The entire interface consists of inline functions, which in most cases allows extensions to be implemented without sacrificing performance compared to direct access to kernel resources.

Extensions🔗

The kernel agent class described above enables the creation of additional features that extend the OS capabilities. The methodology for creating such extensions is straightforward: simply declare a class derived from TKernelAgent and define its contents. Such classes are referred to as operating system extensions.
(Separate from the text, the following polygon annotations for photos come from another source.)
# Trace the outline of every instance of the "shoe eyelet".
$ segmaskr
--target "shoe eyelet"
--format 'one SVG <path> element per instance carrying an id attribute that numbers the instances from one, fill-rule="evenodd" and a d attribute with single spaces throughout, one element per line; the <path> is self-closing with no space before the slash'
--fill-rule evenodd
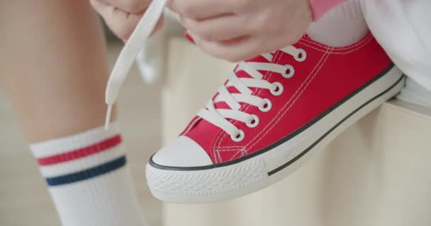
<path id="1" fill-rule="evenodd" d="M 298 50 L 299 52 L 298 52 L 298 54 L 294 56 L 295 60 L 298 62 L 302 62 L 306 60 L 306 58 L 307 58 L 307 53 L 303 49 L 298 49 Z"/>
<path id="2" fill-rule="evenodd" d="M 279 83 L 279 82 L 275 82 L 274 83 L 272 83 L 273 85 L 274 85 L 274 89 L 271 89 L 269 90 L 269 91 L 271 91 L 271 93 L 274 95 L 274 96 L 279 96 L 280 95 L 281 95 L 281 93 L 283 93 L 283 85 L 281 85 L 281 83 Z"/>
<path id="3" fill-rule="evenodd" d="M 255 114 L 252 114 L 252 117 L 253 118 L 253 119 L 251 120 L 250 122 L 246 124 L 249 128 L 254 128 L 259 124 L 259 118 L 257 117 L 257 116 L 256 116 Z"/>
<path id="4" fill-rule="evenodd" d="M 286 71 L 281 76 L 286 78 L 292 78 L 295 73 L 295 69 L 293 69 L 293 66 L 290 64 L 286 64 L 284 66 L 286 67 Z"/>
<path id="5" fill-rule="evenodd" d="M 244 134 L 244 131 L 239 129 L 238 130 L 238 133 L 237 133 L 235 136 L 230 136 L 230 138 L 232 139 L 232 141 L 235 141 L 235 142 L 240 142 L 242 140 L 244 140 L 244 137 L 245 137 L 245 134 Z"/>
<path id="6" fill-rule="evenodd" d="M 264 101 L 265 102 L 265 104 L 259 107 L 259 109 L 261 112 L 267 112 L 268 111 L 269 111 L 271 109 L 271 108 L 272 107 L 272 103 L 271 102 L 271 100 L 267 99 L 267 98 L 264 98 Z"/>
The layout of the OS kernel code is organized so that class declarations and definitions of certain class member functions are separated into the header file os_kernel.h. This allows a user-defined class to have access to all kernel type definitions while simultaneously making the user-defined class visible to member functions of kernel classes – for example, in the scheduler and the system timer function³¹.

Extensions are integrated using the configuration file scmRTOS_extensions.h, which is included in os_kernel.h between the kernel type definitions and their member function implementations. This makes it possible to place the extension class definition in a separate user header file and include it in the project by adding it to scmRTOS_extensions.h. Once done, the extension is ready for use according to its intended purpose.